Under such conditions the loyalties of such staff are a suspect, after all he
who pays the piper dictates the tune.
Another factor to consider is the
political and ecological relationship of local government. Decree No 15 makes
provisions for this element of autonomy in its specification of the functions
of local government councils. The sources of local government revenue as
contained in section 27 of the decree. Of course, the actualization of the
sources of revenue depends on the capability of the local government council.
And this capability is mediated by the political and ecological relationships.
However, the continued cries by the various local governments in all spheres of
their operations show that all is not well with their autonomy.
Also,
the draft constitution of 1995 further contradicted the autonomy of the local
government as a meaningful tier of government.

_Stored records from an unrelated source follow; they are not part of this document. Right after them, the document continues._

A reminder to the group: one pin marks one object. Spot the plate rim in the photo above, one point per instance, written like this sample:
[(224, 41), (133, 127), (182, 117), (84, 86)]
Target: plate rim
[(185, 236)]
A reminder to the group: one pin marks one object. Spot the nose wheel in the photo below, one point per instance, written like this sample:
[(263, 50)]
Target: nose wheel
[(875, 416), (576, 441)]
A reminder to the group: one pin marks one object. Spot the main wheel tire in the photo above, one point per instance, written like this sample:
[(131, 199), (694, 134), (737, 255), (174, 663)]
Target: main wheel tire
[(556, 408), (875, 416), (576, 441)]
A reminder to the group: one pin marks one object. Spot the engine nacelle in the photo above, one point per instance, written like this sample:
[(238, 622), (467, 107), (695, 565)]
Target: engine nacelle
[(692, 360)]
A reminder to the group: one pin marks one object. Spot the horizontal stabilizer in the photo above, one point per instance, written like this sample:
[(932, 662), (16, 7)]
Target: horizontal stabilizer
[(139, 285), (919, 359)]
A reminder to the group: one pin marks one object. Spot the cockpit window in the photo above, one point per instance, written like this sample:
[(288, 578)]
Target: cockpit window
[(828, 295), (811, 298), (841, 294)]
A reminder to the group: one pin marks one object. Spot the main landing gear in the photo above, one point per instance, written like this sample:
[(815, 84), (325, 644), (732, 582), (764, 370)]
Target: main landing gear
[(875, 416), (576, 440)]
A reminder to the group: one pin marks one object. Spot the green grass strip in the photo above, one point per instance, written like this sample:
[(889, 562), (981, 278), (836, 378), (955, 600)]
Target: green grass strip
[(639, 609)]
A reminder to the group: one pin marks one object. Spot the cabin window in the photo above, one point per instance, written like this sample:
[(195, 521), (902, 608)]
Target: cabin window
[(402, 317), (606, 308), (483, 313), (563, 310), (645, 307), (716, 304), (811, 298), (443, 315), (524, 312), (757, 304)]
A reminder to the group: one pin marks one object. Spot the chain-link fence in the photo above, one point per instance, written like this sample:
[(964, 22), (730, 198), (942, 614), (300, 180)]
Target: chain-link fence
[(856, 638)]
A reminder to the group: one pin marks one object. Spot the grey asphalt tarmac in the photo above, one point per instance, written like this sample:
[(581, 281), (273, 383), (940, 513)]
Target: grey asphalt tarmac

By the term “tier” as used in
this context means a set of local governments with their own identify, powers
and sources of revenue established under state legislation, and with functions
for which they are responsible to the state. It is contained in section 7;
subsection 10 of the draft constitution of 1995 which state as follows;
subject to the provision of this constitution, the
executive power of a local government shall be invested in the chairman of that
local government council, and may subject as a fore-said, to the provisions of
any law made by the house of assembly of the state within whose boundaries thee
local government area is situated and bye-law made by the local government
council, be exercised by either directly or through the vice-chairman of
supervisory or officials in the service of the local government.
Onyishi and Obi (2004) are of the
view that the above cited provision of the constitution would portend
intractable intergovernmental problems in which the local government is
obviously the victim.
This
study examines local government autonomy in Nigeria with particular reference
to Imo state. In the light of the above, this work is set to address the
following questions;
- To what extent does the operation of the state-local government joint account promote autonomy of local government in Imo State?
- To what extent has the nature of personnel relationship promoted the autonomy of local governments in Imo State?
- What measures can be adopted to ensure local government autonomy in Imo State and Nigeria?